Когда я, после обеда, беседовал с ними, и пришла опоздавшая еще в Церковь жена сидящего в тюрьме богача Моисея Хамано с шестилетним сыном своим Федей, вдруг докладывается какой–то русский, оказывается — младший брат одного из главных коммерсантов в Ханькоу. Николай Яковлевич Молотков, лечащийся уже два месяца в Мияносита и приехавший оттуда сегодня к Обедне, ибо именинник, — сегодня день Святого Николая, Христа ради юродивого. Уважая такое его благочестие, мы с о. дьяконом Львовским отпели молебен преподобному Николаю в Крестовой Церкви. Потом господин Молотков позавтракал со мной, — В пятом часу еще незнакомый русский — учитель русского языка в Сеуле, Николай Николаевич Бирюков. Пользуясь каникулами, он приехал познакомиться с Японией. В Корее у него шестьдесят учеников, обучающихся русскому языку и некоторым наукам; сам он бывший офицер, в отставке; человек очень симпатичный. Я ему сказал, что на днях получил письмо от Зиновия Яковлевича Поляновского из Сеула, что постройка Церкви и штат из священника и псаломщика для Посольства в Корее утвержден Государем Императором, о чем Поляновский получил телеграмму, о которой на радостях и извещает меня.

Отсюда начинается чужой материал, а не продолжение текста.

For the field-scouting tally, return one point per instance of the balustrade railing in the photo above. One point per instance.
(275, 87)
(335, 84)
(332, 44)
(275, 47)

Бирюков очень обрадовался и желает только, чтобы священник был хороший, способный и к проповеди между корейцами, ибо сии постоянно пристают с религиозными вопросами.
28 июля/9 августа 1897. Понедельник.
Утром — определение, какие иконы поставить в жилых, классных и прочих комнатах и помещениях новой Семинарии, какие сделать столы в столовую и прочее. В половине одиннадцатого отыскали меня и показали карточку русского гостя «Serge Seromiatnikov Sigma. Redacteur au „Novoe Vremia“». Проговорили мы с ним и пробыл он у меня до семи вечера. Показал ему Собор, библиотеку, Семинарию, Женскую школу. Жаль, что предубежден он против японского народа; любит китайцев, как родных, — не китайское правительство, которое считает совсем гнилым, а китайский народ; ненавидит японцев, как заклятых врагов. Приезжал он в Китай с князем Ухтомским, привозившим подарки от Государя Императора к китайскому Богдыхану и его матери. Князь Ухтомский был в Японии вместе с Государем–Цесаревичем, когда он в Ооцу так варварски оскорблен был японцем. Но этот дикий поступок составляет истинную скорбь почти всей Японии. Зачем же набрасывать из–за него черный покров на всю Японию? Убежден он, что Россия должна взять Корею, чтобы не взяла ее Япония; убеждение это, вероятно, князя Ухтомского, а может, и выше кого. Избави Бог от того! Вот тогда бы Россия точно навсегда бы поссорилась с Японией, да и с Кореей тоже, ибо четырнадцатимиллионный народ нельзя проглотить без того, чтобы не стало пучить брюхо, как бы просторно оно ни было.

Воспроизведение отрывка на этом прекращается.